My little Bean had been in heart failure since the day he was born (two months premature) and hadn’t had the energy to smile. His smile the previous night was a sneak peak of what I could expect post-op and it gave me confidence that morning. It was a day I had been dreading yet I woke up ready for it. Partly because I just wanted it behind us and partly because I knew Bean was finally going to be able to take a deep breath without turning blue, eat without sweating, begin the big business of growing and learning and laughing. I could hardly wait.

But first we had to get through August 31, 2005. It was a long day and I remember almost every detail. I remember Bean’s whimpers as they stuck him repeatedly trying to find veins in his dehydrated little body. I remember wishing I could feed him. I remember the moment pastor j and I had to hand him over to the o.r. nurse. I remember every call to the parent waiting room letting us know what was happening. "He’s sedated. . . he’s on bypass. . . he’s opened up. . .patches are on and looking good. . . Dr. Q. is closing. . .he’s off bypass. . . Dr. Q. will be out to see you soon."

the day after surgery, getting his bandages changed

In between all that, much time passed. I remember pacing the halls. I remember where I stood on the outside deck to talk with my parents and give them an update. I’m pretty sure that was the first time all day I broke down. I remember wandering the halls and seeing every t.v. streaming the devastation in New Orlean’s after Hurricane Katrina. It was surreal, to see the devastation a few states away caused by natural disaster and to look around the children’s hospital where so many kid’s were fighting for their own lives because their bodies had betrayed them in one way or another. The realities of a fallen world.

But that day, five years ago, wasn’t about me. It was about my Bean. About his tenacity and his strength. He was 9 pounds and some change at five months old. His cardiologist wanted to get him to a year because kids do better with open heart surgery with a little more weight on them, but Bean had other plans.
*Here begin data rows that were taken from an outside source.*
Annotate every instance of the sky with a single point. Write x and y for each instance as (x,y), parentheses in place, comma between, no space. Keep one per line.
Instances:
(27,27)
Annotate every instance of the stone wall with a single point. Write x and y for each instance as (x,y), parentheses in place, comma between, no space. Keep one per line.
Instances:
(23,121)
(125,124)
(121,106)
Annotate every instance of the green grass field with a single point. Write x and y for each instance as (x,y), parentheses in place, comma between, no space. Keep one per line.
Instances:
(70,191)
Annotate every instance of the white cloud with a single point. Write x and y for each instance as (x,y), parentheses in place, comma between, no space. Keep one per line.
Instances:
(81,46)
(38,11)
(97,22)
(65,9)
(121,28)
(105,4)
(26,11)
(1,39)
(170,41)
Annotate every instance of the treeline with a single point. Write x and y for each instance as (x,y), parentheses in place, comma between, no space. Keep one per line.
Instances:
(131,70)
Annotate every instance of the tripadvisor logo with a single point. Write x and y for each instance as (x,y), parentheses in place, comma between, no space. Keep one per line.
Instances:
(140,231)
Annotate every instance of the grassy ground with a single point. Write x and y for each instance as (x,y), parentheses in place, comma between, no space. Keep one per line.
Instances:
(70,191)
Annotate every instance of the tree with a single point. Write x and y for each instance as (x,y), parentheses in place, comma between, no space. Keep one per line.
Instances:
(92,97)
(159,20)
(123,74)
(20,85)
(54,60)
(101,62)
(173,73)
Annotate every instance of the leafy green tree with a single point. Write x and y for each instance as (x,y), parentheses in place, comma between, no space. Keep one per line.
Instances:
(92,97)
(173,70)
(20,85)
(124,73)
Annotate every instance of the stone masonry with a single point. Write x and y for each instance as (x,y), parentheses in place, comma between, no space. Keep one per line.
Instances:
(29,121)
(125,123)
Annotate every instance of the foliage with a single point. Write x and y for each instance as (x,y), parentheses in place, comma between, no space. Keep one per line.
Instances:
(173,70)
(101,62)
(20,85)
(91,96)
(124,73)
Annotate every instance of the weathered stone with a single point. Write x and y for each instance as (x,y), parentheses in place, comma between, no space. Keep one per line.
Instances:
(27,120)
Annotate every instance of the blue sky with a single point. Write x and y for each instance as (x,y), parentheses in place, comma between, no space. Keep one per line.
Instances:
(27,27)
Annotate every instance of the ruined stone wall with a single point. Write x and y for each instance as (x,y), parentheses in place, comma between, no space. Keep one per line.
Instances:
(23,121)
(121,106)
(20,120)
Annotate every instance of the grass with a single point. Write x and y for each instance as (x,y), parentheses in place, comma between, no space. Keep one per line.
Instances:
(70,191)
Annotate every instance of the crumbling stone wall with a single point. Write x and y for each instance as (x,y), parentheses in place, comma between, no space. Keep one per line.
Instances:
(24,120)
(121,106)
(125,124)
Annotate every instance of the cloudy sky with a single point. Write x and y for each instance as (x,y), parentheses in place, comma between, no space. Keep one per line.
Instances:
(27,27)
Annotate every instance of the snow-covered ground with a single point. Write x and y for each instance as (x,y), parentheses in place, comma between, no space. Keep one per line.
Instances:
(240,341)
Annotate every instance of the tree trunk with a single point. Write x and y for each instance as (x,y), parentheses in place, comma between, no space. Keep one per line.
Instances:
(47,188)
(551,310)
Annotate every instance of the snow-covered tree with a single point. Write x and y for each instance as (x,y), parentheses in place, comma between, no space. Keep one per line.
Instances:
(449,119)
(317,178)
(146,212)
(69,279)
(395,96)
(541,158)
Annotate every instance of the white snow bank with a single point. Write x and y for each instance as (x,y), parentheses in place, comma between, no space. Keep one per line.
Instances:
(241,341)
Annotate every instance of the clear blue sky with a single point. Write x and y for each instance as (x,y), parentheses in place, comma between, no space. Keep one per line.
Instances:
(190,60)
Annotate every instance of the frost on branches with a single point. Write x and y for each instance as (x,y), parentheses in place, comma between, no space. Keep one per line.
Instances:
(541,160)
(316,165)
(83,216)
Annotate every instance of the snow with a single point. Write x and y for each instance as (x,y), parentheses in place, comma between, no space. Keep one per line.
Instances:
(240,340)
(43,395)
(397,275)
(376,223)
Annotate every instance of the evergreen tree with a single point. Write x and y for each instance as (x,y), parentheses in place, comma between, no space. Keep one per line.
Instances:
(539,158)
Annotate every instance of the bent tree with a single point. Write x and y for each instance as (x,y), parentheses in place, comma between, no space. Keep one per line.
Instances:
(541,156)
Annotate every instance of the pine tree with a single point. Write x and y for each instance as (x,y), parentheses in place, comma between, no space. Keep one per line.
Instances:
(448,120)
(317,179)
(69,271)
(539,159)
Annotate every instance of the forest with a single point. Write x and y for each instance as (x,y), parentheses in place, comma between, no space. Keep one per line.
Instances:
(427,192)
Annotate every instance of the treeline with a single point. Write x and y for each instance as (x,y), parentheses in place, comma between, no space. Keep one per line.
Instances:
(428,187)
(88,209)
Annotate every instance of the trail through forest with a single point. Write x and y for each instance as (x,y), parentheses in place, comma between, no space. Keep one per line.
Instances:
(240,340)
His little ticker, the size of a walnut, just couldn’t make it that long. And, I’m pretty sure he was just itching to play with his older brother.

That day, as with every day since his birth, Bean taught us about perseverance, hard work, love, patience, acceptance and trust. He came through it all beautifully and, after a few hiccups in picu, woke up ready to eat, play, and explore.

getting ready for home therapy a few months after surgery

Five years later, he works just as hard. He works hard in therapy, in school, and at play. He embraces life and all of us fortunate enough to be in his world. I have watched him impact so many with his warmth, love, and acceptance. What a privilege to be Bean’s mom!

saying goodbye to his teacher of more than two years who had such an impact on him

ready for his first day of kindergarten

And, what a privilege to have access to the kind of medical technology that makes it possible to open up the chest of a 5 month old baby and apply pig skin patches to the holes in his tiny little heart, thereby correcting the flow of blood, and prolonging his life. Amazing!

playing with his brothers in the mountains


Bean saw his cardiologist last week for an echocardiogram and general check up. We were thrilled to get the news that his heart has healed so perfectly that unless a doctor was looking for those patches she/he would likely not see them. The tissue has grown over the patches so well that even if he experiences some leaks at any point in the future it would be a very different scenario than what we faced five years ago. After Bean took over the appointment by listening to the doctor’s and nurse’s heart with their stethoscope they sent us on our way and told us we didn’t have to return for two years! Two years!

It’s a great feeling!


momtofourgirls.Kari said...

What an awesome anniversary and terrific news about Bean's heart! Thank you for sharing such a sweet and incredible story :)

Kathy@ Gone North said...

What a great post!!
I have a brother with similar problems, though not his heart. He worked for my Dad for yrs., driving heavy equipment. My Dad retired & my brother now works in a restaurant, they love him there.
We just had a party for his 50th b-day.
Thank You for sharing your sweet story.